Installing h5py with Parallel HDF5

Last updated: April 1, 2021

The following guide is if you want to install h5py with parallel (mpi) IO features. Therefore, h5py also requires a system-mpi linked mpi4py installation as well.

Installation:

  1. Load the current latest parallel HDF5 module (e.g. HDF5/1.10.6-CrayGNU-20.11-parallel).

    module load HDF5/1.10.6-CrayGNU-20.11-parallel
    
  2. Update environment variables

    export MPI_DIR=$MPICH_DIR
    export MPI_INCLUDE=$MPICH_DIR/include
    export MPI_LIB=$MPICH_DIR/lib
    export LB_LIBRARY_PATH=$MPI_DIR/lib:$LD_LIBRARY_PATH
    export MPICC=CC
    export mpicc=CC
    
    export HDF5_MPI="ON"
    export HDF5_DIR=/apps/daint/UES/jenkins/7.0.UP02-20.11/gpu/easybuild/software/HDF5/1.10.6-CrayGNU-20.11-parallel
    
  3. Install h5py from source.

    a.

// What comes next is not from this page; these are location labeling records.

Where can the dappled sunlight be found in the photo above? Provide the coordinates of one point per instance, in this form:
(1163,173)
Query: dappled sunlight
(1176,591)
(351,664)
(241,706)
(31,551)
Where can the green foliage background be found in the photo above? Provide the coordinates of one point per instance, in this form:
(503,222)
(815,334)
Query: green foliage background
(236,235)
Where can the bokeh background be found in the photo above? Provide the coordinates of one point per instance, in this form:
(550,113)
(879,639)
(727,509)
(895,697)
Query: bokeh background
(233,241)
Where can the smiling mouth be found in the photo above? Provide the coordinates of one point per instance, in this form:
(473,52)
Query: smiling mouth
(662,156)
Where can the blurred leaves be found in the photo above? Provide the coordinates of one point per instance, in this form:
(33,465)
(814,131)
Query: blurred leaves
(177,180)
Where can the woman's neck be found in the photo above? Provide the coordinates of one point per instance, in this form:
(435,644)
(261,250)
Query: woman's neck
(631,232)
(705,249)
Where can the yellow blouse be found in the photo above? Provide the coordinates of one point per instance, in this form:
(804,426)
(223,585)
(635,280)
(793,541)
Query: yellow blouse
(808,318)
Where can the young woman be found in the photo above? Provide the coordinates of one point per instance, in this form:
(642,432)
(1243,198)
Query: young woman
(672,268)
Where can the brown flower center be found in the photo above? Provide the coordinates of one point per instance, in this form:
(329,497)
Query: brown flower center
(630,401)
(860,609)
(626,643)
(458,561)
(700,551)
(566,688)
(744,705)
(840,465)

Clone repo locally:

    git clone https://github.com/h5py/h5py
    

    b. Update the setup_build.py file with the additional following include_dirs:

    settings['include_dirs'] += ['/opt/cray/pe/mpt/7.7.16/gni/mpich-gnu/8.2/include/']
    

    c. Install from locally using pip:

    pip install .
    

Testing:

Test h5py parallel build using following example script (parallel_h5py.py):

from mpi4py import MPI
import h5py

comm = MPI.COMM_WORLD
rank = comm.rank
size = comm.size

f = h5py.File('parallel_test.hdf5', 'w', driver='mpio', comm=MPI.COMM_WORLD)

dset = f.create_dataset('test', (size,), dtype='i')
dset[rank] = rank

f.close()
  1. Load system HDF5/xxx-parallel and your custom python environment with h5py and mpi4py. Run parallel_h5py.py script:

    srun python parallel_h5py.py
    
  2. Inspect output:

    h5dump parallel_test.h5